Saturday, May 24, 2008

A day in the life

You know what the difference is between a professional blogger and amateurs like us? They write about the community and we are the community. We can write about things they will never be able to cover properly: our own experiences. A view from the inside. Usually, it doesn't take too much effort to write a blog entry like this, because I love writing about what I do.

I'm the proud maintainer of the 4tH compiler, which I designed almost fifteen years ago. I became part of the community when I decided to release it as Open Source. At that moment I realized that the Internet had changed the world of software development and shareware was simply 'not done' anymore. A few years later, I switched from MS-DOS to Linux. I had never really liked MS-Windows.

4tH is a very small, very portable Forth bytecode compiler. It is written in the sweetest vanilla C that you can imagine. Even the ancient K&R C compiler of the now forgotten Unix clone Coherent is able to compile it cleanly. 4tH itself produces bytecode that you can run unchanged on virtually every platform available, from MS-DOS to AIX.

There have been many Forth standards. It all started with Forth-78 and the newest iteration is called ANS-Forth. The ANS-Forth standard consists of so-called 'wordsets', which are families of related functions. There are wordsets for 64 bit integer operations, floating point operations, local variables, etc. You can have a standard ANS-Forth compiler which supports only certain wordsets. There is no obligation to support them all as long as you document it.

If your compiler does not support all wordsets the chances are you are unable to compile all ANS Forth compliant programs, which is something you want to avoid as developer. But sometimes the design objectives of your project make it very hard to support certain features. Floating point support is one of them.

If you thought 64 bit operations are hard, because you have to take the carry into account, reconsider. Floating point is much harder. A floating point number consists of two parts: an exponent and a mantissa and is in essence an approximation and not a true representation. During floating point operations floating point numbers are constantly rounded and renormalized, so you may end up with 0.9999999999 instead of 1. Most modern CPUs have a floating point unit, but that is not of much use when you go for ultra portability. In short, I had long given up on floating point support.

That is, until I ran into Brad Eckert's floating point library, which was written in high level ANS-Forth. I had just added 64 bit support - 4tH natively only uses signed 32 bit numbers - so adding his library to 4tH was slowly entering the realm of possibilities. But first, I have to tell you something about Forth and its community. Making a Forth compiler is dead easy, so most Forth programmers have rolled their own. Forth is very easy to extend, so most Forth compilers have their own pet extensions or deviations from the standard. And since I'm a Forth programmer 4tH is no different, so I had to convert the library to make it compile under 4tH. During that process I found that my 64 bit library had some serious flaws, which had to be fixed first. But one afternoon when I was least expecting it 4tH properly divided 1 by 7. And that was it.
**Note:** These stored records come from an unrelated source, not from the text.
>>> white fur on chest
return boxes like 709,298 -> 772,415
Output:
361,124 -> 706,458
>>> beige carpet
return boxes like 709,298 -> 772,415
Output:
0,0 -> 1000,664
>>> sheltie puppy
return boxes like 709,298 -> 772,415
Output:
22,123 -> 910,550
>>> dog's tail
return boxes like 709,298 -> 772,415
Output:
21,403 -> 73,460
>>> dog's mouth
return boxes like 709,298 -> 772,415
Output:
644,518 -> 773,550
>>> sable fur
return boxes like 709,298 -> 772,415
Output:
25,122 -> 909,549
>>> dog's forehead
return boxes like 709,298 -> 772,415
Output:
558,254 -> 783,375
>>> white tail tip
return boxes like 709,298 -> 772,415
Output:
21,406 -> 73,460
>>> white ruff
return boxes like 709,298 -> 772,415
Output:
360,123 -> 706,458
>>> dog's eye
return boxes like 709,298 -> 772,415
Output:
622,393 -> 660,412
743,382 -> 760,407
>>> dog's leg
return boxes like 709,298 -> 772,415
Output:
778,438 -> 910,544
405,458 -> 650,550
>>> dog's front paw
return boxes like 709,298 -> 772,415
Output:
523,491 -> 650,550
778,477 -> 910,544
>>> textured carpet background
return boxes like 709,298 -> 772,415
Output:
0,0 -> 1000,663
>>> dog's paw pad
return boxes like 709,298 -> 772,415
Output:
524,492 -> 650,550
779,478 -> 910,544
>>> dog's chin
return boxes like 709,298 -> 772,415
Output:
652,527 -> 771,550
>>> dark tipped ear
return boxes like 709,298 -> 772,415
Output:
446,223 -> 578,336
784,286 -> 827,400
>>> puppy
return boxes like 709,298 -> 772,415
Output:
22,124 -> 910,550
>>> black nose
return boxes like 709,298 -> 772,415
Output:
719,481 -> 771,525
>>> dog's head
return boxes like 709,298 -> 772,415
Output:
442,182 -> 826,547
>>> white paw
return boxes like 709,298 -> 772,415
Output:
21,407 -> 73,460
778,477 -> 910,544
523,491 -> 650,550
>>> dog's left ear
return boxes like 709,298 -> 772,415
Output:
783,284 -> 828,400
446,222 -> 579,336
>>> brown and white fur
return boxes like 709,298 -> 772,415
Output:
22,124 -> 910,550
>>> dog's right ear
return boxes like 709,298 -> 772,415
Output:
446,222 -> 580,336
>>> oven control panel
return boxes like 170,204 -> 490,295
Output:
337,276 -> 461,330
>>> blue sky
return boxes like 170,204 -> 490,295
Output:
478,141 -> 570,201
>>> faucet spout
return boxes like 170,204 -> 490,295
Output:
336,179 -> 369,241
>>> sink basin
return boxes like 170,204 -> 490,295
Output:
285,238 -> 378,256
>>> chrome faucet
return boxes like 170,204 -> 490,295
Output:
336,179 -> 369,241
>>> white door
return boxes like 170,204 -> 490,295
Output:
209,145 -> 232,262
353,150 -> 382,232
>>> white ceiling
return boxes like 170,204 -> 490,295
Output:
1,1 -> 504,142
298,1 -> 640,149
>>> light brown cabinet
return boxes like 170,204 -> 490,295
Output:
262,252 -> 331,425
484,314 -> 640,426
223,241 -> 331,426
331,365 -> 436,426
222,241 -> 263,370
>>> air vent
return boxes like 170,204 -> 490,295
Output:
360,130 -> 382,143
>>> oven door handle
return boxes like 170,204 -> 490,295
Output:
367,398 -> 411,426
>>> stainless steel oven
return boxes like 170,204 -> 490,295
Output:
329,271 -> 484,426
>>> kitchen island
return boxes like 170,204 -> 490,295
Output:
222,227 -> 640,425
Or was it? Brad's library supported only the most basic of operations, that is division, addition, multiplication and square root. No equivalents for LOG, LN, SIN, COS, TAN and friends. That was a shame, because I wanted to port Krishna Myneni's "Star Trek" program to 4tH and that needed some trigonometric functions. From Usenet I learned that when Brad had presented his library to the community he had asked for some support to implement them, but for one reason or another it had never come to that. But still, I wanted those functions. Google learned me that no such functions - which are called "words" in Forth - had ever been published. That meant I had to go to work myself. First question, how do you determine the sine?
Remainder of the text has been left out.